Pandas DataFrame.value_counts() method: Explained with examples

Updated: February 22, 2024 By: Guest Contributor Post a comment

Introduction

Pandas is an open-source data manipulation and analysis library for Python, offering data structures and operations for manipulating numerical tables and time series. Among its versatile functions, DataFrame.value_counts() is a crucial method for data analysis, enabling users to count the frequency of unique values in a DataFrame or Series. This tutorial delves into the value_counts() method, demonstrating its applications through progressively complex examples.

The Fundamentals

Before we dive into examples, it’s essential to understand what value_counts() does. The method returns a Series containing the counts of unique values. This function is immensely helpful in exploratory data analysis, allowing us to quickly identify frequency distributions.

To start, let’s create a basic pandas DataFrame:

import pandas as pd

# Sample DataFrame
data = {'color': ['blue', 'green', 'red', 'blue', 'green']}
dataframe = pd.DataFrame(data)

Now, let’s call the value_counts() method on the ‘color’ column:

print(dataframe['color'].value_counts())

The output will be:

blue     2
green    2
red      1
Name: color, dtype: int64

Here, you can see the frequency of each color, indicating ‘blue’ and ‘green’ appear twice, while ‘red’ only once.

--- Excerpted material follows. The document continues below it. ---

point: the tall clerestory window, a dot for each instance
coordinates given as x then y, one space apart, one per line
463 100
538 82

Customizing value_counts()

The value_counts() method offers several parameters to customize its output, such as sort, ascending, and normalize. Let’s see how we can apply these to our data:

print(dataframe['color'].value_counts(sort=True, ascending=True))

Now, the output will list the colors in ascending order based on their count:

red      1
blue     2
green    2
Name: color, dtype: int64

By setting normalize=True, we can also get the relative frequencies:

print(dataframe['color'].value_counts(normalize=True))

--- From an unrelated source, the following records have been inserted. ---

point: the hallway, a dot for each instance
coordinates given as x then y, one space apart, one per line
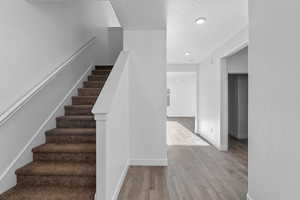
195 172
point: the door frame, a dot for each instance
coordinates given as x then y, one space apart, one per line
224 95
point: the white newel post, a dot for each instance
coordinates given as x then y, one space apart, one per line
100 156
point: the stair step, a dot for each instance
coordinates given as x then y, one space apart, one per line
97 77
76 121
49 193
89 91
69 174
71 135
65 152
78 110
93 84
84 100
104 67
101 72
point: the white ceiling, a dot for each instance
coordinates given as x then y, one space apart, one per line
225 18
141 14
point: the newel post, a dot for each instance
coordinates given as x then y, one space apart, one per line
100 156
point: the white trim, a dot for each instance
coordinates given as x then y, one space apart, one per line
108 92
51 116
12 110
120 182
224 94
149 162
248 197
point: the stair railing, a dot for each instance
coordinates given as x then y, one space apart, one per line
103 108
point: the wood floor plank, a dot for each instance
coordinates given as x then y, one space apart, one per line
196 171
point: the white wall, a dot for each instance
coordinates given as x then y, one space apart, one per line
43 35
147 76
182 67
210 89
25 129
182 87
34 42
109 44
118 138
274 100
238 63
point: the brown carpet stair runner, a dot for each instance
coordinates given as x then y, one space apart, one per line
64 168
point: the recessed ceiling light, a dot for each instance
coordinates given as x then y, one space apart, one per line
200 20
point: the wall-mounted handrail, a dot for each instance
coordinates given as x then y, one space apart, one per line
102 109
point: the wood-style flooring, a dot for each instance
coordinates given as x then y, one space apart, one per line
195 172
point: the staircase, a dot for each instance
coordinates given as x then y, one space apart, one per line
64 168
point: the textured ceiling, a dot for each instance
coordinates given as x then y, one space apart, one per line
225 18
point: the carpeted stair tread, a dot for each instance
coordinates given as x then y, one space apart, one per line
65 166
58 169
65 148
76 117
49 193
84 100
93 84
89 91
97 77
101 72
78 110
104 67
72 131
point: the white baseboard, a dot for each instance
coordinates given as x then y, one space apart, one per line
120 182
35 139
149 162
248 197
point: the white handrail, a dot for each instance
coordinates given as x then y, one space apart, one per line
105 99
7 114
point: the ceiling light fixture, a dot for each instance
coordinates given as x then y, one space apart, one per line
200 20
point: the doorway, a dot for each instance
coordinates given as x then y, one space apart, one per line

The output here shows the proportion of each color:

blue     0.4
green    0.4
red      0.2
Name: color, dtype: int64

Using value_counts() on multiple columns

Unfortunately, value_counts() cannot be directly used on DataFrame objects to count across multiple columns. However, you can achieve this by concatenating columns of interest into a single Series or by applying a workaround. Let’s explore a simple method to apply value_counts() on multiple columns using melt():

# Assuming the same DataFrame 'dataframe'
dataframe['number'] = [1, 2, 1, 1, 3]  # Add a new column

melted_df = pd.melt(dataframe)
print(melted_df['value'].value_counts())

This method essentially reshapes the DataFrame, making value_counts() applicable. The output will be a combined count of values across all columns.

Advanced example: Grouping with value_counts()

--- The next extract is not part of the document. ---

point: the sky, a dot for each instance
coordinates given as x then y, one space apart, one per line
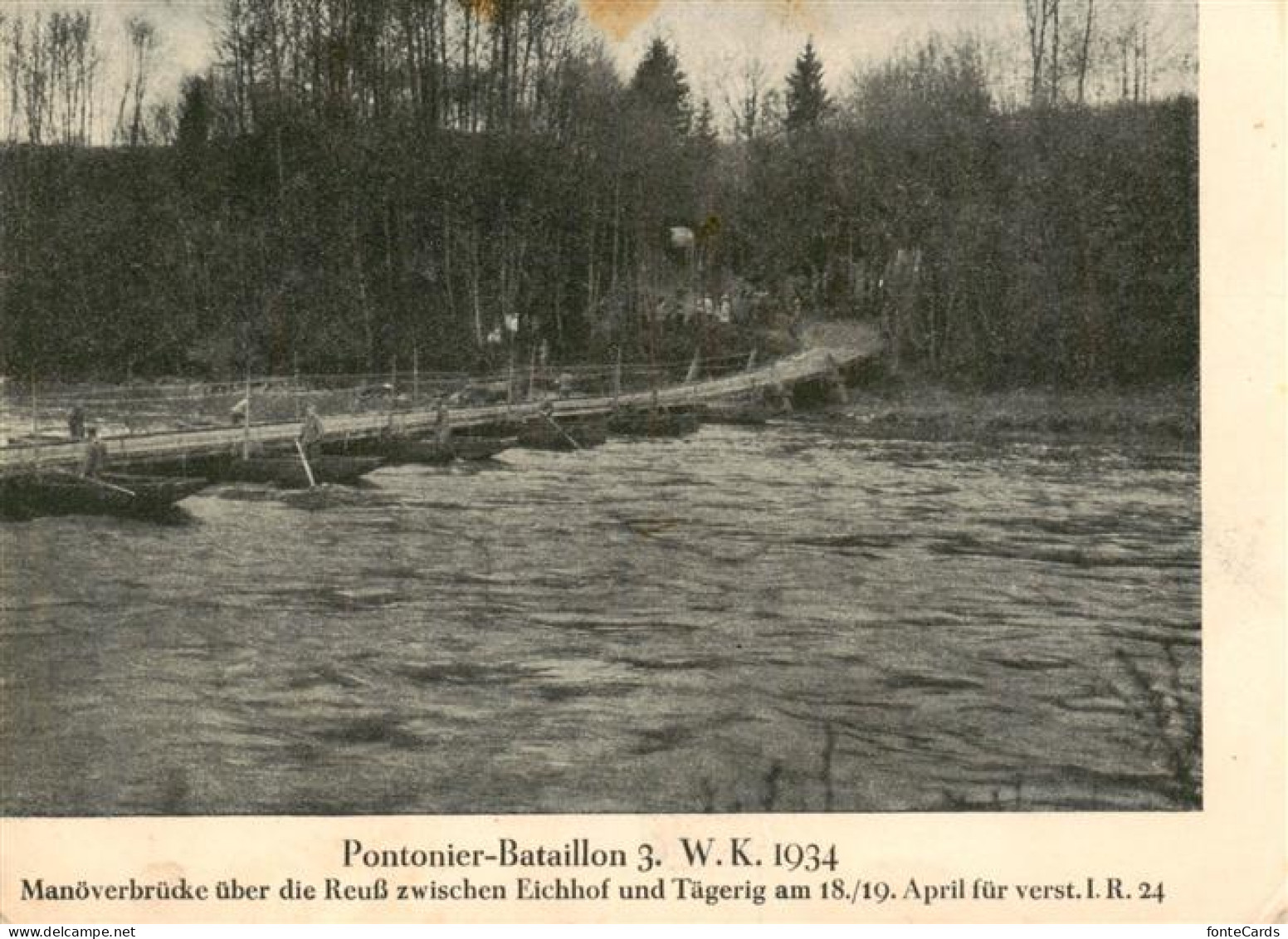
714 37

Another powerful feature of pandas is grouping data using the groupby() method, which can be combined with value_counts() for more intricate analysis. Let’s look at a group-wise value count example:

# More complex DataFrame
complex_data = {'color': ['blue', 'green', 'red', 'blue', 'green', 'green'],
                'shape': ['circle', 'triangle', 'circle', 'square', 'square', 'circle']}
complex_df = pd.DataFrame(complex_data)

gb = complex_df.groupby('color')['shape'].value_counts()
print(gb)

This operation groups the DataFrame by the ‘color’ column, then applies value_counts() on the ‘shape’ column within each group. The result is a multi-index Series showing the count of shapes for each color.

Conclusion

The value_counts() method in pandas is a versatile tool for counting unique values within a Series. Throughout this tutorial, we’ve explored different ways to utilize this method, from simple frequency counts to more advanced applications involving data grouping and manipulation. By mastering value_counts(), you can enrich your data analysis process, gaining deeper insights into your datasets.